L’expérience prouvait qu’en face du nationalisme turc insurgé, armé et appuyé par l’offensive des bolchévistes, il fallait à l’Angleterre un « soldat continental. » Avec un sens merveilleux de l’occasion à saisir, M. Vénizélos offrit son pays et ses forces militaires ; déjà, en plusieurs circonstances, il avait insisté pour qu’on se servit de son armée qui a peu souffert dans la Grande Guerre et qu’il tenait toujours prête à entrer en campagne en Anatolie ou en Thrace. Le traité de Sèvres allait dépasser ses espérances, donner gain de cause à toutes les revendications helléniques et établir la Grèce à quelques kilomètres de Constantinople ; le grand homme d’Etat comprit que pour que son pays fût à la hauteur d’une si haute fortune, il lui fallait la mériter par la valeur de ses services ; peut-être, ainsi, se préparerait-il, pour l’avenir, d’autres succès encore, et de plus éclatants.
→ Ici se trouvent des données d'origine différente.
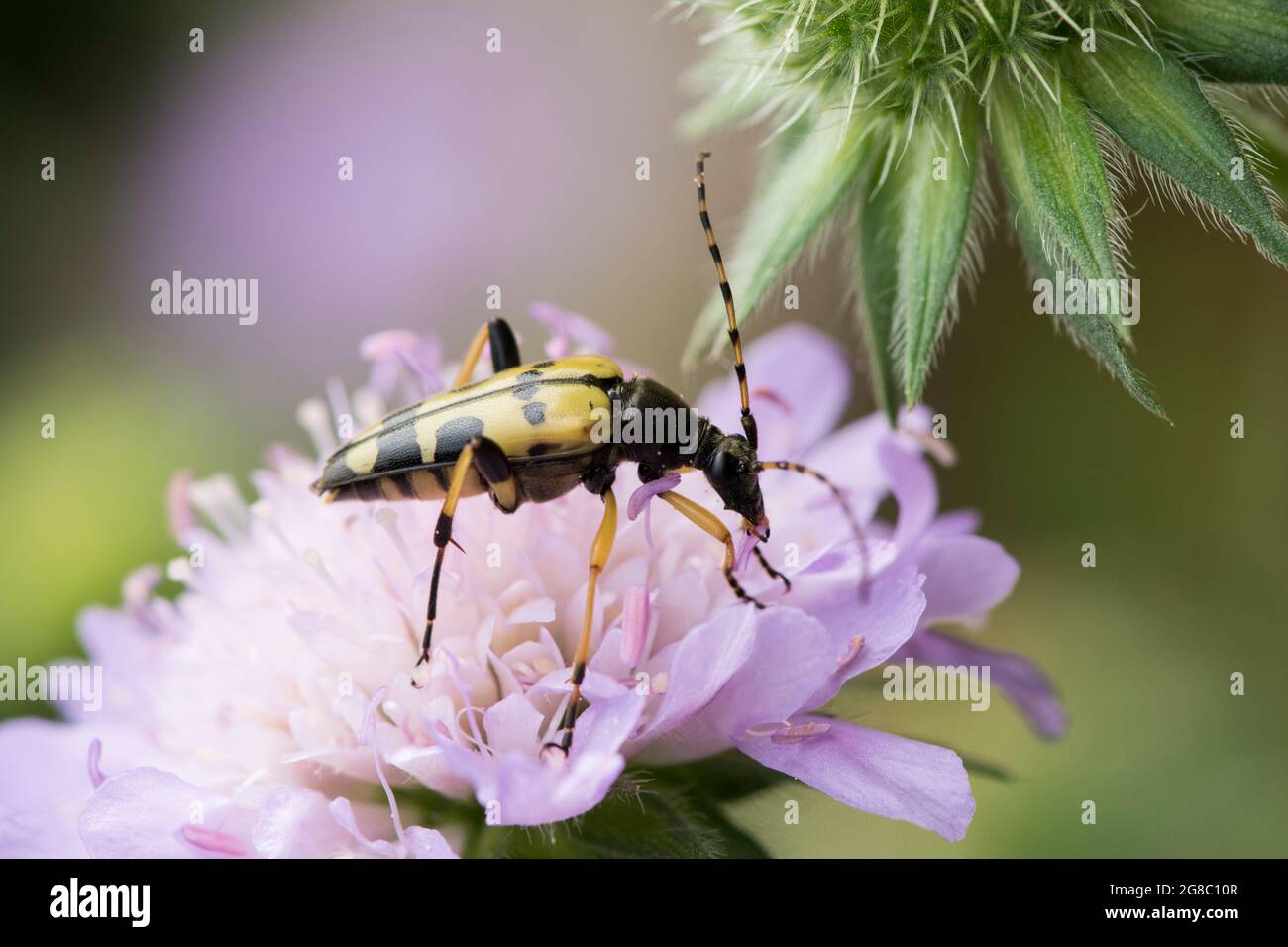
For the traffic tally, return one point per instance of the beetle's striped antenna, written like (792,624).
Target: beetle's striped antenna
(841,501)
(739,368)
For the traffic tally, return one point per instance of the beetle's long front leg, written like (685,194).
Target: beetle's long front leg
(709,522)
(599,553)
(489,460)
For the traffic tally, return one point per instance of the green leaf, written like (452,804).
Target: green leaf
(1236,40)
(1157,107)
(876,258)
(802,189)
(1061,204)
(934,184)
(634,821)
(1050,162)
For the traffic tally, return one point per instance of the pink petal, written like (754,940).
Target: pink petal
(876,772)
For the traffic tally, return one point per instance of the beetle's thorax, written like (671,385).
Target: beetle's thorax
(656,428)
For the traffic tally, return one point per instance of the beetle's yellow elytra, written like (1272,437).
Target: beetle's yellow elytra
(537,410)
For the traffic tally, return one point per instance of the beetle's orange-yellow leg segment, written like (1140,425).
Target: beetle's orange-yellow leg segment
(505,351)
(709,522)
(488,459)
(442,536)
(599,552)
(472,357)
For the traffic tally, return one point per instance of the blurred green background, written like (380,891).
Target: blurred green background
(518,169)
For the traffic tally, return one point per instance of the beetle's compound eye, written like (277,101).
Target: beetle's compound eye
(725,470)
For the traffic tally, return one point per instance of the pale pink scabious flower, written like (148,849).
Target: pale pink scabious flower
(269,710)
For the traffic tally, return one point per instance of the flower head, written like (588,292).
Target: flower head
(274,709)
(885,112)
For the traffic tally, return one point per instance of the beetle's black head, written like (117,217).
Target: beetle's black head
(733,472)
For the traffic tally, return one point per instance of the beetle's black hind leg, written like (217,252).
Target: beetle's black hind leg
(771,570)
(501,343)
(487,458)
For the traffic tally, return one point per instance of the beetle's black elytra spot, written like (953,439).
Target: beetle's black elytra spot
(398,449)
(450,440)
(535,412)
(527,386)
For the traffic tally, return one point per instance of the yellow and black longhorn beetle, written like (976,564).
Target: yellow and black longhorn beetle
(524,434)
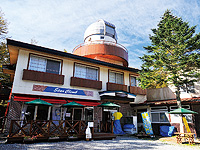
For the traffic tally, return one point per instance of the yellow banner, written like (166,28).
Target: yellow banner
(186,125)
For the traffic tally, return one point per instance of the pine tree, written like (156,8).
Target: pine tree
(173,57)
(4,55)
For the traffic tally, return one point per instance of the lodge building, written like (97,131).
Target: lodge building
(95,72)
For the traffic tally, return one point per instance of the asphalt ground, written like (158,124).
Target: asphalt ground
(120,143)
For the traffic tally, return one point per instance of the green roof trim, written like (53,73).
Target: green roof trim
(182,111)
(38,102)
(73,104)
(108,104)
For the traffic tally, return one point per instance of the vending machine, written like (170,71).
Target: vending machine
(130,124)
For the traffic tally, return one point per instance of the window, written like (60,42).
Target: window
(159,117)
(44,65)
(115,77)
(86,72)
(133,81)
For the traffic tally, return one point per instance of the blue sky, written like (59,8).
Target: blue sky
(60,24)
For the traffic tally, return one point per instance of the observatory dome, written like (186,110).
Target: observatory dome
(101,28)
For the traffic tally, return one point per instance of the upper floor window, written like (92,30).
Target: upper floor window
(86,72)
(133,81)
(116,77)
(42,64)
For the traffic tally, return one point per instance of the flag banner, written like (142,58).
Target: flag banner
(147,123)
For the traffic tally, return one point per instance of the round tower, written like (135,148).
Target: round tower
(100,42)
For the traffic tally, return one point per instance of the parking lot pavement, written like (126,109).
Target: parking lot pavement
(120,142)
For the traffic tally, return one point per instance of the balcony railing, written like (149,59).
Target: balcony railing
(42,77)
(137,90)
(116,87)
(100,42)
(86,83)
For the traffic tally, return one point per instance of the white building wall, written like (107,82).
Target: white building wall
(26,86)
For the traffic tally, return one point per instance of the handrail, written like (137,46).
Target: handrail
(100,42)
(47,128)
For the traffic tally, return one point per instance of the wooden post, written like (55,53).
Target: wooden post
(35,114)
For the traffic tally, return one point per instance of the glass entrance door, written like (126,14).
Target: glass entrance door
(77,115)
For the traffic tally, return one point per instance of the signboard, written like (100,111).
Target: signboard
(147,123)
(52,89)
(90,124)
(186,125)
(68,114)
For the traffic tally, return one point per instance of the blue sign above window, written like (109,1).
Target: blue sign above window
(61,90)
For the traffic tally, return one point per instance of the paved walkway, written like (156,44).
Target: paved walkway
(117,144)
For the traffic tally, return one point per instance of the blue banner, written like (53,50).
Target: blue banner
(147,123)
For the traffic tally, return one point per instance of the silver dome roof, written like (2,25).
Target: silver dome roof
(101,27)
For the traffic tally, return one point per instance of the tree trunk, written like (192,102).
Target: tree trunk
(178,97)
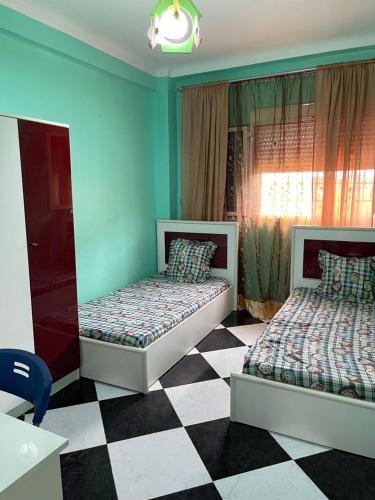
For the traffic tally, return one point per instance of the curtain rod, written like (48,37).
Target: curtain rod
(260,77)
L’offre du gouvernement hellénique agréait aux Alliés dans l’embarras, et particulièrement à l’Angleterre, car la Grèce nouvelle est formée surtout de côtes et d’îles qui n’ont d’autre lien entre elles que, la mer ; comme l’ancienne confédération d’Athènes, elle a son centre à Délos ; elle est par conséquent dans l’étroite dépendance de la grande Puissance maîtresse des mers. Le soldat grec fut donc agréé et entra aussitôt en campagne avec succès.
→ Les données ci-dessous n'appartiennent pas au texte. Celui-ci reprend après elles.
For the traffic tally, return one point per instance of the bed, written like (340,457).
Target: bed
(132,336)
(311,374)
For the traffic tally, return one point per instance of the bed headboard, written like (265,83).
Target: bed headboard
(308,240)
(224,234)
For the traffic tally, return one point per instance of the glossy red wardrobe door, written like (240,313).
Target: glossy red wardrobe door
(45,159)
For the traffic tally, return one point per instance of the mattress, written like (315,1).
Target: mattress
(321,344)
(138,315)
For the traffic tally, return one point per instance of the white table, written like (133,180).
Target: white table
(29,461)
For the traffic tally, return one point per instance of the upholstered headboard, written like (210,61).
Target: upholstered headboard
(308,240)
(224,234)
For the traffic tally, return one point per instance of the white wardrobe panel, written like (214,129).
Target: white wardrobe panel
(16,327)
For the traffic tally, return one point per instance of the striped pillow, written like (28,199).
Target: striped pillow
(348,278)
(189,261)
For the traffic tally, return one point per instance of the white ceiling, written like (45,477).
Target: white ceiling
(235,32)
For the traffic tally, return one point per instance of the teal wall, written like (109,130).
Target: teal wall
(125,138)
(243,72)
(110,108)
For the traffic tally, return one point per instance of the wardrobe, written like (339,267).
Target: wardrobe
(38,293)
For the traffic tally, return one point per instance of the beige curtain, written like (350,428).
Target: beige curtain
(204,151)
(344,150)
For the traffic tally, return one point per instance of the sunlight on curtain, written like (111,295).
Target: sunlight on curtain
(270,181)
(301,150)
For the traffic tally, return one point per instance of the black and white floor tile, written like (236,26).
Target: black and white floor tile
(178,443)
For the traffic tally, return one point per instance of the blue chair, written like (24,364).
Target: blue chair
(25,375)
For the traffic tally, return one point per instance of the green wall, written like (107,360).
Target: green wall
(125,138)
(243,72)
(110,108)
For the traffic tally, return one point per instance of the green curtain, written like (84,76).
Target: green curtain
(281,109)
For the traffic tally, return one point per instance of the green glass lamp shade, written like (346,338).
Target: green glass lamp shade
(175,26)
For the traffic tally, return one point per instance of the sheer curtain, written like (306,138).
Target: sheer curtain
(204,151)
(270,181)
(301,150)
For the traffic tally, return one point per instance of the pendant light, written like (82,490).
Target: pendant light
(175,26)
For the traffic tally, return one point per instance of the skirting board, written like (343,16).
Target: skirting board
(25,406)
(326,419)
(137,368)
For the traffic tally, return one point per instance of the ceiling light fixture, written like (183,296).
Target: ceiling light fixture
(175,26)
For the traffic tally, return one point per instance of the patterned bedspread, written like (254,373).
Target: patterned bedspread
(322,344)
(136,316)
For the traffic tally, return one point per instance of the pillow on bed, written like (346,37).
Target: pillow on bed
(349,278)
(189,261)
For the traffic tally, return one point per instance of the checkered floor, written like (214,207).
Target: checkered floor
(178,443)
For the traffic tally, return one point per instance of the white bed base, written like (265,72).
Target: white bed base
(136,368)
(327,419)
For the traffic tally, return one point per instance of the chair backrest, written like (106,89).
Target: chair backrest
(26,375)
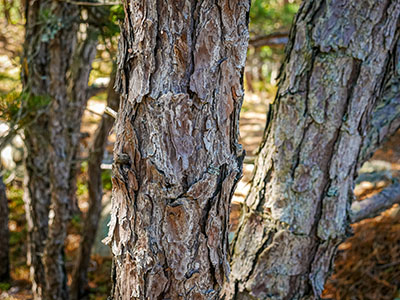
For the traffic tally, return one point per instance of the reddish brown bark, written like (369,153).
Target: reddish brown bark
(177,158)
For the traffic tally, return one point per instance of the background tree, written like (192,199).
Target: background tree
(79,288)
(4,234)
(177,158)
(56,67)
(339,69)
Le secret des conférences d’où est sorti le traité de. Sèvres a été bien gardé, mais nous serions surpris si ce n’était pas un plénipotentiaire anglais qui ait insisté pour que toute la Thrace et Smyrne fussent attribuées à la Grèce, et nous aimons à croire qu’il s’est trouvé un Français pour faire remarquer que les solutions adoptées préparaient pour l’avenir de la Grèce un danger, dans la mesure même où elles constituent un défi au

  1. Voyez notre article du 15 avril 1920 : l’Offensive de l’Asie.